Elaine sat alone at the bar.

Dear Cupid,

Would you take it easy? I’m an open target and clearly in your way. Stop shooting at me. Is that so hard to ask? Although, I know, sometimes I’m knocking on your door. But this time I mean it! Scram! Shoo! I don’t want you around no more, yahear? Take a look at me–I’m punctured! Holes all in me. I think that’s why I have this feeling, like melting, I’m sinking. Would you give me some time to recuperate at least? I’ll need at least a week. Leave me alone for a week, wontcha?

Listen, I know… In a few weeks, once I heal up a bit, I’ll start to miss your ways. I’ll send you mad texts. I’m a bad, bad girl and I want you to hurt me. Put me back in the field, buddy! Here I am! And I’ll get shot! Bit! All over again, like an addict sneaking out to a get a hit….
mmmmmmm, but it feels so good.
mmmmmmm, punctured like veins.

You don’t want to be the cause of my addiction, do ya? Don’t want that on your angelic conscious. Save your arrows for more deserving folk. People all around me seem to be falling in love. You shoot me and it doesn’t stick. The arrow hangs there around then falls limp. Why won’t it stay? (Why don’t they stay?) What is that you’re shooting with? A fucking Nerf gun??

I think it’s your fault. It’s your damn arrows. Maybe you have bad timing. Shooting them when I just so happen to eye a loser. Oh, man… This guy doesn’t have a car. I think he’s perfect.

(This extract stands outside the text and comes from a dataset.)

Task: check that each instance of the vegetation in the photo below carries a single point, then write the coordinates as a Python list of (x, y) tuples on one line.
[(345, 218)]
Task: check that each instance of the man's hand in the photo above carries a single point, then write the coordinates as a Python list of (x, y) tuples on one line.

Truth is, I love you, Cupid. Take your arrow and slap me on the ass with it. I just wanna love Love. But I’m beginning to hate you. I’m writing you to tell you that. I resent you for all the times you’ve hit me. Hit me and told me this time would be different. Oh, I tell myself that, too. But this time I think I’ve learned my lesson. I’m DONE with you. I don’t want any more of it. All these guys, could flip through them by closing my eyes. They come and go, come and go. I’ve noticed how they keep coming. I’m afraid I’ll run out of luck. I pick up a card and say Next! So many choices… So I’m beggin ya! Stop dealing!

Or maybe they’re the ones who are hit. And I’m the one who got in the way.

Maybe that’s what you meant in your letter when you said, “GTFO my way bitch, Im tryna make people fall in love & ur ass keeps ruining it.”

Maybe all these wounds are because I keep tripping. I’m not punctured, I’m bruised. Look at my legs and call me a Georgia Peach!
Chasing love and tripping.
Why do you keep running away from me?

Maybe that’s what you meant when you wrote, “Wait ur turn.”

Maybe it’s not my turn.

-xoxo

I never really realized how weirdly obsessed I am with guys. I’ve been keeping a diary for a couple years now and it’s mostly about dudes. lol My best writing is when I’m talking romance. Like I KNOW I WAS DOING OTHER SHIT WHY WASNT I WRITING ABOUT THAT TOO??

Jesus. Get your shit together, girl.
(Working on it.)

Started the beginning scene of a story idea I’ve been sitting on. This is like the fourth version of the beginning. I can’t get passed it. But I want to tell this story.

I want to focus on my work instead of my relationships. Is that so hard to ask?